Quelques années après l’émission de Michel Polac, j’eus la
chance de connaître personnellement Clément Rosset dont j’avais lu avec un vif
plaisir littéraire tous les essais — notamment ceux, lumineux, consacrés à
Schopenhauer. Je tins ainsi l’occasion de lui manifester amicalement des
réserves au sujet de sa philosophie de la joie qui faisait à mes yeux un
mauvais parti à la mélancolie. À l’origine de ce mauvais parti, je ne voyais
qu’un mauvais procès reposant sur ce seul attendu: la joie est une passion
tragique, la mélancolie une passion romantique — une langueur d’esthète. Tandis
que la première dirait «oui» à l’existence réelle en ce qu’elle a de plus inacceptable,
l’autre lui dirait «non» pour la même raison et ne donnerait son assentiment
qu’à une existence rêvée, ou subvertie, répondant au signalement de l’Idéal.
Or, disais-je à mon ami dont je craignais les piques, sauf à en accréditer une
image simpliste, le romantisme ne se propose-t-il pas de décrire les offenses
du temps et les offensives de la mort et d’exprimer toutes les nuances du sentiment
de cette tragédie intime? La mélancolie modère sans doute l’enthousiasme
d’exister, mais, au contraire de la joie, elle ne paralyse pas le désir
d’écrire, de peindre, de composer et autres exercices de lucidité. La
jubilation interdit la conscience de soi sous peine de se volatiliser aussitôt.
Le mélancolique contemple l’inconsistance des choses de sa vie et, mieux que
l’homme joyeux, il sait que l’éternité de chaque instant est menacée — savoir
ombré de tristesse, peut-être, mais inséparable d’une volupté dont il refuse de
guérir. Cerné par la vulgarité tapageuse des joyeux drilles et des fêtards,
pourquoi fuirait-il hors de l’asile poétique qu’il porte en lui?
Clément
Rosset affirmait aussi que «tout grand écrivain sait faire oublier son moi,
quel que soit le genre littéraire qu’il aborde». Là encore, je m’étais permis
de lui objecter qu’à ce compte, il faudrait rayer de la littérature les
journaux intimes, les mémoires, les confessions. «Je suis moi-même la matière
de mon livre», dit Montaigne en ouverture des Essais. Dès lors que la philosophie est un genre littéraire et
qu’un philosophe prétend penser la vie — qui n’est autre que sa vie, unique et singulière, son
«idiotie» disait Clément Rosset —, l’impudeur me paraît de mise. Sans doute y
a-t-il impudeur et impudeur.

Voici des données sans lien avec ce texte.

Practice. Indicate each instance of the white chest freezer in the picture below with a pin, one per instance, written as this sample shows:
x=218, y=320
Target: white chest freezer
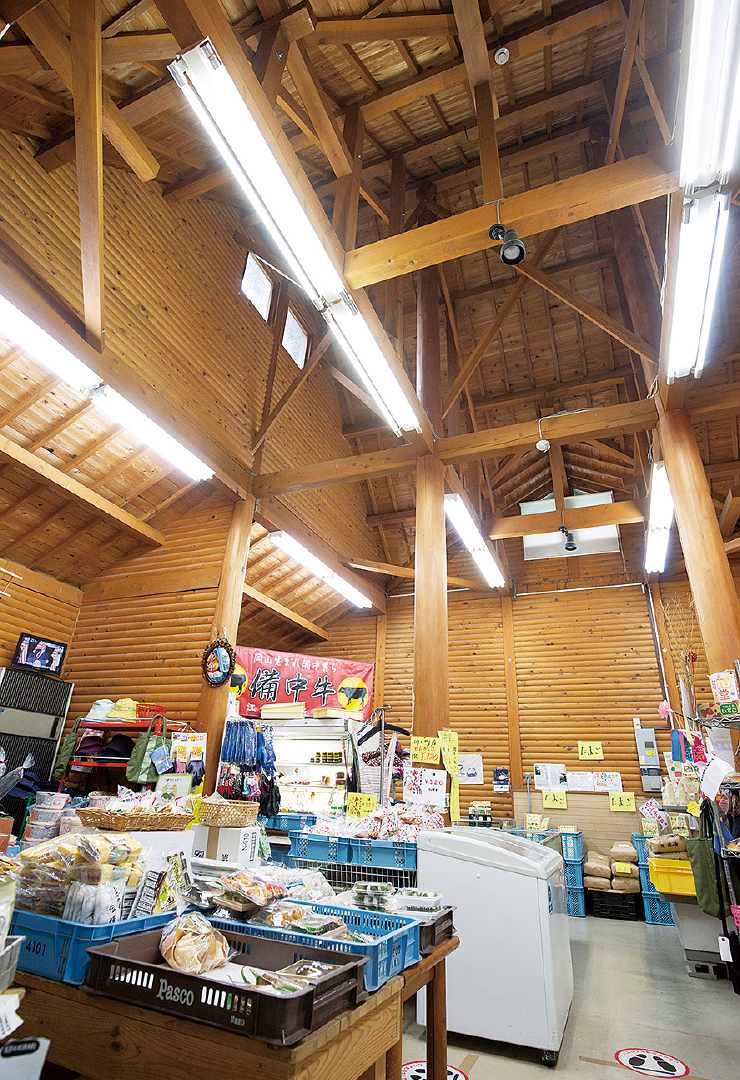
x=511, y=979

Sans doute convient-il de distinguer l’ego qui a
besoin de parler de lui — et qui se
déballe sans égard pour la pensée et le style —, et l’égotiste qui s’évertue à écrire sur soi — en conférant une tenue
littéraire et philosophique à ce qui demeure, de toute façon, l’inconvenance
d’exister. Aussi me suis-je réjoui que Clément Rosset, faisant entorse à son
dogme, ait consigné dans Route de nuit les
épisodes cliniques d’une dépression sévère et tenace. Je me souviens qu’après
sa sortie des ténèbres et avant de le rencontrer pour la première fois à la
table d’une brasserie parisienne où il fit un sort à tous les plats comme aux
bouteilles de vin, j’avais posté à Clément Rosset ce mot que Beckett
télégraphia un jour à Cioran: «Je me sens à l’abri dans vos ruines».